You may be familiar with the current unlicensed WiFi bands at 2.4GHz and 5.0GHz. There are also several bands of cellular data provided by the carriers at various places between 700MHz and 2500MHz in the US. (In fact, the 700MHz band only became available several years ago when broadcast TV was moved to the new HDTV frequencies.). This new band of frequencies is being opened for sharing and is being called the “Innovation Band” by the FCC. Their hope is that commercial operators will use this band to experiment with new types of wireless services.
So far, however, the key players (carriers and WiFi standards groups) have yet to show a lot of interest in the band. Though it is an unlicensed band, there is a complex three tiered set of use permits needed because it is being shared with the incumbent users, like the US Navy, who have priority use and must be protected. The FCC has set up exclusion zones near incumbents that restrict the new experimental projects. Most of these exclusion zones are near the coasts, however, and not geographically uniform around the country.
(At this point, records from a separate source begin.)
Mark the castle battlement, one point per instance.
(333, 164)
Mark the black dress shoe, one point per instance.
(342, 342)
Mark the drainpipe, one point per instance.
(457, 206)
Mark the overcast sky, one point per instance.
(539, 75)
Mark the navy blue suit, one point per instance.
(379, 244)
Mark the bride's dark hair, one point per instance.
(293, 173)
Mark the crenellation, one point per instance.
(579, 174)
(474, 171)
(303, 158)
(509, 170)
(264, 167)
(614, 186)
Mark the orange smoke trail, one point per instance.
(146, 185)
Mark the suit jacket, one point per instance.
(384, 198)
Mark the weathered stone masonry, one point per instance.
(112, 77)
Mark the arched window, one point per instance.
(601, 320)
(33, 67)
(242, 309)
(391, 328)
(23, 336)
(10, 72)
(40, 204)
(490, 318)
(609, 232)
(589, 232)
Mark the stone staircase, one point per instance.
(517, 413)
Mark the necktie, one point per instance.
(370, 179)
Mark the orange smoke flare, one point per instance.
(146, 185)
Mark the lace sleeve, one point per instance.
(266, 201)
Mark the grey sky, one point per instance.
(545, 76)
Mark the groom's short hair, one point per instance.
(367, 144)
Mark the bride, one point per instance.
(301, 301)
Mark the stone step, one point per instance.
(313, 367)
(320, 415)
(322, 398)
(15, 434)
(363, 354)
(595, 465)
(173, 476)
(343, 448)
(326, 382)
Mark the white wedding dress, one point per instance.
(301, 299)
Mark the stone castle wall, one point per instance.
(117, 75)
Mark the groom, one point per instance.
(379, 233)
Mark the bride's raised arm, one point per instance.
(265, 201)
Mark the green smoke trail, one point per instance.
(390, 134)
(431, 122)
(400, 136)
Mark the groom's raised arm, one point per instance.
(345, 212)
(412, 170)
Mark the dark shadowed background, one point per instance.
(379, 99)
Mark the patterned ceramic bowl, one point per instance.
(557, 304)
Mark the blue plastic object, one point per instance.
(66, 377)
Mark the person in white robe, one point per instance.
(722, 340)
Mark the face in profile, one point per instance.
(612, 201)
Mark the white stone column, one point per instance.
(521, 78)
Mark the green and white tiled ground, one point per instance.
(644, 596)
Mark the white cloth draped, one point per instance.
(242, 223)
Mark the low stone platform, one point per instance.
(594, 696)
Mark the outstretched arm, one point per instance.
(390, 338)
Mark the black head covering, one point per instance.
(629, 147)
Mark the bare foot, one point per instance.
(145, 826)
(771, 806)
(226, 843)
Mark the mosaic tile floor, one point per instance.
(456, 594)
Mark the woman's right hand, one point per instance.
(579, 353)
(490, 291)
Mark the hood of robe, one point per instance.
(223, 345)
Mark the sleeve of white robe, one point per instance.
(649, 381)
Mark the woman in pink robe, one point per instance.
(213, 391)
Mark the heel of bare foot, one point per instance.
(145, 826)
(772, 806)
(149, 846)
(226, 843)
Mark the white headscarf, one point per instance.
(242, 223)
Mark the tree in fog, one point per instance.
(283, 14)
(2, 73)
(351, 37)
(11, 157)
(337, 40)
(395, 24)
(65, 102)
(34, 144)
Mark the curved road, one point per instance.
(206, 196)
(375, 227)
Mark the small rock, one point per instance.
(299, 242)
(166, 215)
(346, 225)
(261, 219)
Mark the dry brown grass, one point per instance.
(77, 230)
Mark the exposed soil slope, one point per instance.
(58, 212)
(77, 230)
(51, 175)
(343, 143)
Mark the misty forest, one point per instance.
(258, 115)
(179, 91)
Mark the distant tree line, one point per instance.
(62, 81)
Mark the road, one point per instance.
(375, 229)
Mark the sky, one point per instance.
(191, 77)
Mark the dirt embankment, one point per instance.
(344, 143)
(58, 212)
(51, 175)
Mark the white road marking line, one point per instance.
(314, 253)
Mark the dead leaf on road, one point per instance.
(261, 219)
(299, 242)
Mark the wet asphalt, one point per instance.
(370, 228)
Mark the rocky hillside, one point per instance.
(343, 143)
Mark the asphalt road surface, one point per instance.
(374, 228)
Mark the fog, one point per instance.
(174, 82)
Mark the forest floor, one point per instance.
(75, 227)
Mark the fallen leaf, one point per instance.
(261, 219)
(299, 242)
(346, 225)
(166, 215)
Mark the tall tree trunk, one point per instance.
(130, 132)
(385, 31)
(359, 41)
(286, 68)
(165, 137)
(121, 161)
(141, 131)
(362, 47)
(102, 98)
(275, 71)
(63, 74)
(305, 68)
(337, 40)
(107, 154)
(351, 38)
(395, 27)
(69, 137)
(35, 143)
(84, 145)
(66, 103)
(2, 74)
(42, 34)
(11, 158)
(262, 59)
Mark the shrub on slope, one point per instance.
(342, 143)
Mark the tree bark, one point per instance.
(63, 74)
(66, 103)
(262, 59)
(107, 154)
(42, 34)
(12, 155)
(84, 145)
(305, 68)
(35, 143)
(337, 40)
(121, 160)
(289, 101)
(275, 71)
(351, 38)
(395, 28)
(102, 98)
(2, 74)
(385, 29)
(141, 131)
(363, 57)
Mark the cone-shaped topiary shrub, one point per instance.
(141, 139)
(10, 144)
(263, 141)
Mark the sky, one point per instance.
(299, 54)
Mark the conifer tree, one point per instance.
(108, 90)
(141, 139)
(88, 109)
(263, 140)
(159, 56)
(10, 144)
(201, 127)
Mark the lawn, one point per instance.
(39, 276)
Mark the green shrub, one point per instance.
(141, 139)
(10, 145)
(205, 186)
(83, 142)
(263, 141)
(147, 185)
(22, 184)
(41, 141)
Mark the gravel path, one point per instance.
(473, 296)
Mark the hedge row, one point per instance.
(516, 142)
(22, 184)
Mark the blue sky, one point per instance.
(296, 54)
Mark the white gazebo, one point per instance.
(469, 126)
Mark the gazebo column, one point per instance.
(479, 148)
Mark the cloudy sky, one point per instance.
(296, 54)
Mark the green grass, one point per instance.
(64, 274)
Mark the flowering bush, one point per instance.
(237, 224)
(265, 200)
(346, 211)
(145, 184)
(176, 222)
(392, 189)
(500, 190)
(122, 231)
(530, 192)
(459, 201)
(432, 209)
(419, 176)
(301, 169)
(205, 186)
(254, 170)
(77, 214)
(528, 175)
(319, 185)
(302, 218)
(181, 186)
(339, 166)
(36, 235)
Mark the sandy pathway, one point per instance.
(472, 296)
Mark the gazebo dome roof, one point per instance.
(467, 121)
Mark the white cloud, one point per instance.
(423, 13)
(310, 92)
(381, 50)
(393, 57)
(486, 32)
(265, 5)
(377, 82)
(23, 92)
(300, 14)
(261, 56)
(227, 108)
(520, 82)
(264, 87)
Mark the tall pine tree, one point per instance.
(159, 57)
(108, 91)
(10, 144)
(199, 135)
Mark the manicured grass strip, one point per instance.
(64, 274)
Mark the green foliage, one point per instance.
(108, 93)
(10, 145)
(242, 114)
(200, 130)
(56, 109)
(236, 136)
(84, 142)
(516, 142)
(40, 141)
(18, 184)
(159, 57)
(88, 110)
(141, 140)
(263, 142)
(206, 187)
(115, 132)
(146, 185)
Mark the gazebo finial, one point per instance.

The 802.11 Working Group of the IEEE has backed off of specifying any technical standards for this band because of the exclusion issues. LTE operators are also reluctant to add support for this band without the circuits and phones being available. Likewise, equipment manufacturers need commitments from the carriers, creating a chicken and egg problem.
Where it may take off is in private non-standard WiFi based networks and niche markets. 3.5GHz is sheltered spectrum, free from the interference in the 2.4GHz or 5.0GHz bands. Indeed, Google now has permission to move ahead with a deployment trial in Kansas City, the first large-scale test of its kind. They will be installing microcells on poles in various places in the city to provide a wireless data service. Google is doing exactly what the FCC hoped. There is a strong potential for providing cheaper access for low income residents with such a system. For school districts, off-campus access has often been a stubborn barrier to full transformational implementations of digital learning.
Over time, the WiFi standards groups and LTE carriers may move in more enthusiastically as the band gains in popularity from initial experimental success. It will be well worth keeping an eye on this new band over the next year or two. If smaller telecom operators and equipment designers take Google’s lead and start playing around in this band, we could have the potential for a new range of services and an incentive for the FCC to continue to make more spectrum available.